‘Get Me Roger Stone’ is as interesting as it is infuriating

Get Me Roger Stone (2017)

Directed by Dylan Bank, Daniel DiMauro, and Morgan Pehme

“Drain the swamp” my ass. If the new Netflix original documentary “Get Me Roger Stone” shows us anything, it’s that President Donald Trump has not emptied the political system of Washington, D.C. of insiders and special interests—instead, he’s fed raw meat to the slimiest and dirtiest swamp creatures, paid them for their advice, and then asked them to help him run the country. Front and center is perhaps the nastiest of them all—Roger Stone.

From his early days, explains the documentary—with interviews of all the major players: Roger Stone himself, Donald Trump, and Stone’s former law partner/Trump’s former campaign manager Paul Manafort—Stone has been disseminating disinformation and using fear to get his way.
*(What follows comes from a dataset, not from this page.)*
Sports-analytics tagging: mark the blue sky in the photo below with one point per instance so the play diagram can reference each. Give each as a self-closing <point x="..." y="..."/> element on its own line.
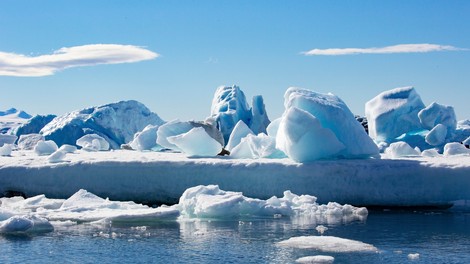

In grade school, he won an election by telling kids his opponent wanted school on Saturdays. Since then, the political strategist has discovered or latched onto figures whom he thinks he can help succeed: Richard Nixon, Bobby Kennedy, Ronald Reagan, George H.W. Bush, Bob Dole (obviously some were more successful than others), and his latest, Donald Trump.

Stone-isms like “Politics is entertainment for ugly people” guarantees that the doc never becomes boring. Nobody can deny Stone has a personality unlike anyone in politics—unabashedly arrogant and vulgar, dashingly stylish (but in a “Tim Burton’s Batman villain” way). And Stone has been at the epicenter of some of American politics’ biggest shake-ups—Watergate, the Florida recount after the 2000 election—but you won’t find him in history books. Pompous as he may be, he works exclusively in the shadows, dealing fatal blows to opposing campaigns at any cost. But maybe 2017 wasn’t the right time for “Get Me Roger Stone.” Right now, while the Trump administration commits almost daily atrocities, the documentary is a flow of freshly-ground salt poured straight into a gaping, still-growing wound. It’ll serve as a valuable history lesson for future generations (if America is still around by then), but for now, unless you want to hear more of Trump’s voice and be reminded that terrible, horrible, no-good, very bad men can trick and scare ignorant voters into voting for a New York billionaire serving the interests of the wealthy corporations, you’re probably best off avoiding this documentary. And the news, I guess. And the internet. God help us all.